- DVD cover
- Directed by: R. Balu
- Written by: R. Balu
- Produced by: Azhagan Thamizhmani
- Starring: Ashwin; Rathi Arumugam; Yogan;
- Cinematography: Abdul Rahman
- Edited by: V. T. Vijayan
- Music by: Dhina
- Production company: Annai Vannamathi Films
- Release date: 5 December 2003;
- Running time: 125 minutes
- Country: India
- Language: Tamil

= Anbe Un Vasam =

2003 Tamil film

Anbe Un Vasam is a 2003 Indian Tamil-language romantic drama film directed by R. Balu. The film stars newcomer Ashwin, Rathi Arumugam and newcomer Yogan, with Karunas, Raghuvaran, Meera Krishnan, Pallavi, Vinu Chakravarthy, Pandu, Madhan Bob, and Manobala, among others, playing supporting roles.
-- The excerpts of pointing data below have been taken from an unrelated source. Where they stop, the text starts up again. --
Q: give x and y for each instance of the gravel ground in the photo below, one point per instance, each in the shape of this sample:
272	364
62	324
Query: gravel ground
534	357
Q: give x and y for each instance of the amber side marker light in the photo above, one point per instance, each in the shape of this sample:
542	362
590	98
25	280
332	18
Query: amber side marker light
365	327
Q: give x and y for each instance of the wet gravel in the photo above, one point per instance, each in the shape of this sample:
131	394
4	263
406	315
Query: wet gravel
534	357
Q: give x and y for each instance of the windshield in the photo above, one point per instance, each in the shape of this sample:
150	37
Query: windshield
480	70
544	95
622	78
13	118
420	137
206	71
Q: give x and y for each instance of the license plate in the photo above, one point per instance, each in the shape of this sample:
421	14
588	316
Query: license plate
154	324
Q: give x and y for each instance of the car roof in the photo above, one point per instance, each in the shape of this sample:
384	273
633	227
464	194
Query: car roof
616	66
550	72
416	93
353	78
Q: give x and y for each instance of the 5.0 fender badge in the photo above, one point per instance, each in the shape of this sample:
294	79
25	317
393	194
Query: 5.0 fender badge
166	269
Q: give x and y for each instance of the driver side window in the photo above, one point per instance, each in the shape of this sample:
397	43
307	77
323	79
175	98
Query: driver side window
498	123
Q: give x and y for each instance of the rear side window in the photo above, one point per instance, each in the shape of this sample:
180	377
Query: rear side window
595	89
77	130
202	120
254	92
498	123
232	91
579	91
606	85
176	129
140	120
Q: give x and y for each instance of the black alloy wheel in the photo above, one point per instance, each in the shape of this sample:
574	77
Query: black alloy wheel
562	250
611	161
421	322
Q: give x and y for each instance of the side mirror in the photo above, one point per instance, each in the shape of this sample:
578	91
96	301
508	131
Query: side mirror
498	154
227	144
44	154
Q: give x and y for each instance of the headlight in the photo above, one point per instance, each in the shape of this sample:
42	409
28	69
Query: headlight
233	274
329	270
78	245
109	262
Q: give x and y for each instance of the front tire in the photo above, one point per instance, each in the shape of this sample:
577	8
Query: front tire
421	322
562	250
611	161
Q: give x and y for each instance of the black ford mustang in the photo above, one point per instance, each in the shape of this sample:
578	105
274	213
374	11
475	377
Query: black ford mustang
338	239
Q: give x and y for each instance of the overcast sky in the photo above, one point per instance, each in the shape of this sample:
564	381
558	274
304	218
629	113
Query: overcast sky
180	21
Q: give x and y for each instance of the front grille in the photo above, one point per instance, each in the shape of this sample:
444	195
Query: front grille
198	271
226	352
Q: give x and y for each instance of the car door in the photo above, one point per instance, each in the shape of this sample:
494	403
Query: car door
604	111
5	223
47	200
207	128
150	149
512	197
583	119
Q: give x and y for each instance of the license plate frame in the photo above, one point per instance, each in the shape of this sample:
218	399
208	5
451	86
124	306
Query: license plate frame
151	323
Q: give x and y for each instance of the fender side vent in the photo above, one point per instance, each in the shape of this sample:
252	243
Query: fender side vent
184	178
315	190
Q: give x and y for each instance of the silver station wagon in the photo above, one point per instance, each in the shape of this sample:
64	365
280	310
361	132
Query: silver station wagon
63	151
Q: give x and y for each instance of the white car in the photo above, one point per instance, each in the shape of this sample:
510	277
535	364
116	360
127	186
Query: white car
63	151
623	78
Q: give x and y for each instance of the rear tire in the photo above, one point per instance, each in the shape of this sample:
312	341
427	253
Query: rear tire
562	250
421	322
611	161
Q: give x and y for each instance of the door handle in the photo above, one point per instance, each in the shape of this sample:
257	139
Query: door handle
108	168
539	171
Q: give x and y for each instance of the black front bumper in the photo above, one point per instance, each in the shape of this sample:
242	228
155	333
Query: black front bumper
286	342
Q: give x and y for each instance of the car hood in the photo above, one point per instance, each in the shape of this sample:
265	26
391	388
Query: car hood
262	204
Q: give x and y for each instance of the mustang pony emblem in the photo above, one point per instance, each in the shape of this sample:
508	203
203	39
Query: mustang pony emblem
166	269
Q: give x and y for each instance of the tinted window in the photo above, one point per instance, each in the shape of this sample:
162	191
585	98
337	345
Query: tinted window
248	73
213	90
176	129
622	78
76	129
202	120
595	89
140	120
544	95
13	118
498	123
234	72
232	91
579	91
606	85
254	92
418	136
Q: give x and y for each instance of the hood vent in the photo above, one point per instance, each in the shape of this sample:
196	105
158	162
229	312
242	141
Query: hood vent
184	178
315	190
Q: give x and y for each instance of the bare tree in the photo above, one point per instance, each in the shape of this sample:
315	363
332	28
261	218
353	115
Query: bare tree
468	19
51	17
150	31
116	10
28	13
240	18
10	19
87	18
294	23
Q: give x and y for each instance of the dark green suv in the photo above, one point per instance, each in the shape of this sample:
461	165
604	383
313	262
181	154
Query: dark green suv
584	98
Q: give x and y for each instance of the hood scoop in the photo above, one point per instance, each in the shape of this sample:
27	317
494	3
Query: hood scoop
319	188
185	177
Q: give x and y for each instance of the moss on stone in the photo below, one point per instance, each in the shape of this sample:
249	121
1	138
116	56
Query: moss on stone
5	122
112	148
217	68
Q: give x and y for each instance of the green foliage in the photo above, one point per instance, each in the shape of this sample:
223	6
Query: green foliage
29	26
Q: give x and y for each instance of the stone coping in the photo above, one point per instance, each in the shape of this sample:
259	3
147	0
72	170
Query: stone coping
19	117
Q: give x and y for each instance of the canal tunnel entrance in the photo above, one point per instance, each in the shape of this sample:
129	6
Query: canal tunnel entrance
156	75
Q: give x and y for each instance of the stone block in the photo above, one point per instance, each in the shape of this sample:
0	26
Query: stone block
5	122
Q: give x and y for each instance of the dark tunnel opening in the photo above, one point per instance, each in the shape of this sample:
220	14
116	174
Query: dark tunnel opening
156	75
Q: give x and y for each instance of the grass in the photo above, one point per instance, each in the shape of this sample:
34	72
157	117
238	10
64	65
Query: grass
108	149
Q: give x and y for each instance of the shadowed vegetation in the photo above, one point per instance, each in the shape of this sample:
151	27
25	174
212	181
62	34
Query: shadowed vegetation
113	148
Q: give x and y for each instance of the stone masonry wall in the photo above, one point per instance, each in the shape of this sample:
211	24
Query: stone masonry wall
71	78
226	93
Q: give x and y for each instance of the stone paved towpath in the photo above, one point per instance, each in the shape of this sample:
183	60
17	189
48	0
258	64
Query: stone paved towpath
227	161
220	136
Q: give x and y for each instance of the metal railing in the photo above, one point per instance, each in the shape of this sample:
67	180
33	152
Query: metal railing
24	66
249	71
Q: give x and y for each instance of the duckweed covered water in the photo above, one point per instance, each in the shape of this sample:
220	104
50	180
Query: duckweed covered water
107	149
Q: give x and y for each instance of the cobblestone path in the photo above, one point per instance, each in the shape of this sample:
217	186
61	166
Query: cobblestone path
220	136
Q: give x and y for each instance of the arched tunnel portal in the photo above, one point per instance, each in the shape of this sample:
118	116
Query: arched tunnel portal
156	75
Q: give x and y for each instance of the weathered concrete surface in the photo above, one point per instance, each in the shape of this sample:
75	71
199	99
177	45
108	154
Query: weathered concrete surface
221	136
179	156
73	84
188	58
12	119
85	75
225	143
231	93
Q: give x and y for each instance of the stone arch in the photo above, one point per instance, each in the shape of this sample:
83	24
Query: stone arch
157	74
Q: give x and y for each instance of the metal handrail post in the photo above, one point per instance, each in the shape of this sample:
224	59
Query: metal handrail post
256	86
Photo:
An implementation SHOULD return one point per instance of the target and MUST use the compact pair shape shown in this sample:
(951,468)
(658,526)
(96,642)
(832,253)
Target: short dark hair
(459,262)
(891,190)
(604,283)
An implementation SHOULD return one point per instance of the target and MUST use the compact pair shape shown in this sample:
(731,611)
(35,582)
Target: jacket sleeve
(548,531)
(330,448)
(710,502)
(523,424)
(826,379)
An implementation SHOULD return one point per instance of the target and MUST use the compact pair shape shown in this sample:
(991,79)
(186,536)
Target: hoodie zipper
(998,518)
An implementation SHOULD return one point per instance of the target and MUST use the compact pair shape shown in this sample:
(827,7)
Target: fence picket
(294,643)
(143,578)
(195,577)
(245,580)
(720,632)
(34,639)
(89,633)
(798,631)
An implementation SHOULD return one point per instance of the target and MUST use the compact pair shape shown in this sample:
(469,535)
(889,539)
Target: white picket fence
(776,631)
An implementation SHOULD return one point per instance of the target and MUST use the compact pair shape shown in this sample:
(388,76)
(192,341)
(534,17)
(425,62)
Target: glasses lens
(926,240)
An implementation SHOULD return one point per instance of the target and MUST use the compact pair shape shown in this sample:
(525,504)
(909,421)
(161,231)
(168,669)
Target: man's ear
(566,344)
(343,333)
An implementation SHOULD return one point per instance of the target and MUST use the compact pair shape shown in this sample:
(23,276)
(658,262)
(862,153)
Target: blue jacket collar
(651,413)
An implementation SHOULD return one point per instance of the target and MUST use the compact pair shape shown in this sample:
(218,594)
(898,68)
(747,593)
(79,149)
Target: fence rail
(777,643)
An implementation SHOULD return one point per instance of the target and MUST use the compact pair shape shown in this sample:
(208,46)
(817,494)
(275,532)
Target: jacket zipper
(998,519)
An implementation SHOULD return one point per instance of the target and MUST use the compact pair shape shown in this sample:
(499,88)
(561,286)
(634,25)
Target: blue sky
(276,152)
It was released on 5 December 2003.

==Plot==
Ashwin (Ashwin), who is from Ooty, moves to Chennai to join college in the final year. After a not-so-pleasant initial meeting, Ashwin slowly falls in love with his college mate Bharathi (Rathi Arumugam). She later understands his true love and reciprocates. After completing their studies, they meet in a temple. Ashwin fears that they might get separated and asks Bharathi to marry him right away at the registrar office, but Bharathi, who is a practical girl, has other plans. She wants Ashwin to find a job, and then she would marry him with the consent of her family. Ashwin cannot trust her since he had witnessed many lovers getting separated during their college year. An offended Bharathi scolds him for his lack of trust in her and runs away in hurt and anger. Ashwin goes back to Ooty, while Bharathi and her family relocate to Coimbatore.

Two years later, at the alumni reunion, Ashwin meets his old friends and Bharathi along with Ashok (Yogan), a family friend. Ashok tells Ashwin that he will soon marry Bharathi. Later that evening, Bharathi said to Ashwin that she was not aware of it. She then swears that she will definitely marry him and apologizes to him for running away that day. When she came home, her parents reveal that they have found a groom for her: Ashok. She convinces her parents about their marriage. Thereafter, Ashwin finds a government job in Coonoor. Ashwin and Bharathi then desperately try to contact each other; thus, Bharathi decides to go to his workplace. When she arrives at Coonoor, heavy rain was occurring over the hills, and it triggered landslides that swept aside everything in its path. Ashwin's office collapsed in front of Bharathi; in shock, she passed out. Many hours later, the rescue personnel found Bharathi and Ashwin. Ashwin survived, whereas Bharathi died of her wounds.

==Production==
R. Balu who directed romantic films such as Kaalamellam Kadhal Vaazhga (1997) and Unnudan (1998) launched the new face Ashwin as the hero in Anbe Un Vasam. Before coming to films, Ashwin had learnt filmy dance and stunt apart from taking up the acting course from Film Institute. Rathi Arumugam signed to play the female lead role while the producer's son was introduced as a second hero. Dhina was signed on to compose the film's soundtrack and Abdul Rahman's was chosen to handle the camera. Two songs were picturised in Mauritius and the film producer stated, "We were given full police protection from Mauritius Government and also The Film Development Corporation of Mauritius were very helpful". The filming was also held at Ooty.

==Soundtrack==
The film score and the soundtrack were composed by Dhina.

| Song | Singer(s) | Lyrics | Duration |
|---|---|---|---|
| "Aasarai Vaithai" | Hariharan | Vaali | 4:27 |
| "Color Varadhu" | Manikka Vinayagam, Tippu, Srividya | Kadhal Mathi | 4:36 |
| "Ore Oru Paarvaiyaal" | Karthik, Sadhana Sargam | Pa. Vijay | 5:01 |
| "Thirumugam" | Chinmayi | Piraisoodan | 3:19 |
| "Yenga Pora" | Udit Narayan, Pop Shalini | Kanmani Subbu | 4:16 |
| "Yengaavathu" | Shankar Mahadevan, Sujatha | Kabilan | 4:54 |

==Reception==
A reviewer criticized the film's plot holes and the poor acting of Ashwin and he added that the only saving grace of the film was Rathi. Sify wrote "R.Balu who had earlier done Kaalemaellam Kadhal Vazhka, [..] his attempt has misfired with a bad script, no newness in presentation and lacklustre performance from the hero."